Support for aanet 'usr' fields in OfflineReader

You mean the usr field of the event file itself?

The usr stuff from tracks and MC hits are accessible.

Btw. I really dislike this usr "hack" we did in the aanet format.

Thanks Tom. I want to access what in aanet one would access evt.getusr(key). In this case it's a set of custom variables used by the classifier in the online event selection.

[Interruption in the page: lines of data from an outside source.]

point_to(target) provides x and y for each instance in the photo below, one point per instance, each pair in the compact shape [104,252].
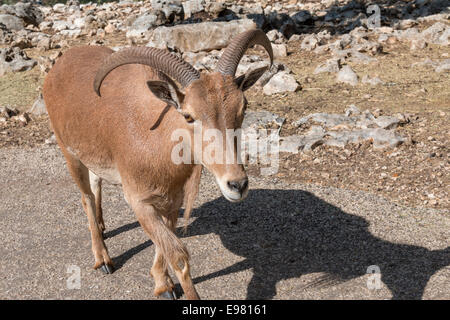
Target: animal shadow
[288,233]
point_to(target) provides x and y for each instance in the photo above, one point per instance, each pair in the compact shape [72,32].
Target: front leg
[168,246]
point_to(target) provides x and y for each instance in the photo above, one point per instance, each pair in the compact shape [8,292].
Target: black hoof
[107,269]
[168,295]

I am not sure I understand the usr stuff from tracks and MC hits definition, sorry for my naivety.

In general, I agree we should not encourage proliferation of used-defined fields without some discussion on if/how to support them. On the other hand there are a few situations in which they are used as a temporary or intermediate solution before a definitive data format is defined.

Can you point me to a file which has some values in the usr thing?

/sps/km3net/users/mlincett/online_ev/ORCAKM3Online.00000049_00007289.root

One of the keys for the custom fields is DeltaPosZ.

Thanks for looking into this!

added awaiting feedback usability labels

Alright, it seems that uproot fails to interpret it automatically. This is basically true for everything which comes from aanet The Jpp stuff works 95% of the time...

Anyways, I extracted the data and now need to find out where this DeltaPosZ is hidden:

In [42]: f = uproot.open("/sps/km3net/users/mlincett/online_ev/ORCAKM3Online.00000049_00007289.root")                                                                                         

In [43]: f['E']['Evt']['usr'].show()                                                                                                                                                          
usr                        TStreamerSTL               asjagged(asdtype('>f8'), 10)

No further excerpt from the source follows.